The next step, supported by the latest funding, is an early feasibility investigational study to be conducted with medical partners in the U.S., Gladney said. The study will last six months and involve 15 to 30 patients who will have the system implanted on a permanent basis. The results should come in 2021, followed by additional trials and commercialization by 2023.

The company is likely to seek additional funding in late 2021, Gladney added.

Aria’s system incorporates components that work together to mimic a healthy pulmonary artery, one that naturally opens and closes as the heart pumps and blood flows. In patients with pulmonary arterial hypertension, the pulmonary artery is rigid, forcing the heart to work harder and leading to terminal heart failure.
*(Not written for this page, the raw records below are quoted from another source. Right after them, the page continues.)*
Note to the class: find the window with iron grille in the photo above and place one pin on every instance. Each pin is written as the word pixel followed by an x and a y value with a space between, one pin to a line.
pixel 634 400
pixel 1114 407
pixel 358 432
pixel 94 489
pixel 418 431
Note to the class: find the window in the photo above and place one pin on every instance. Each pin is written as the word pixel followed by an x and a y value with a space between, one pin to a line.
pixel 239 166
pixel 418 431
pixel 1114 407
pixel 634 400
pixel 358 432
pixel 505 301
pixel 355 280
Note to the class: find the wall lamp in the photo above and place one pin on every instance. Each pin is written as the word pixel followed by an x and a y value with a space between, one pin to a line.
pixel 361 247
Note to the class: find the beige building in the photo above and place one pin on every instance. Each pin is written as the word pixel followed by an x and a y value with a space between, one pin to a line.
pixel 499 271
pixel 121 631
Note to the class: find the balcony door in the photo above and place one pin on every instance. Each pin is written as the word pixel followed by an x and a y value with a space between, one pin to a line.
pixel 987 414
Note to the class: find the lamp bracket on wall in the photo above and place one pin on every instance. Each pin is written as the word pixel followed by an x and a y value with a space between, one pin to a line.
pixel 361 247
In the Aria system, a balloon inserted in the artery opens and closes the artery using gas drawn from a reservoir implanted in a patient’s upper abdominal wall. The gases are similar to what is already in the bloodstream, Gladney said.

“What we’ve done is we’ve taken the workload off the right heart, which increases cardiac output,” he said.

Founded in 2010 and based in St. Paul, Minnesota, Aria CV has nine employees but hopes to reach 20 by the end of the year, Gladney said. The company also plans to gauge its system’s use in treating other groups of heart-failure patients.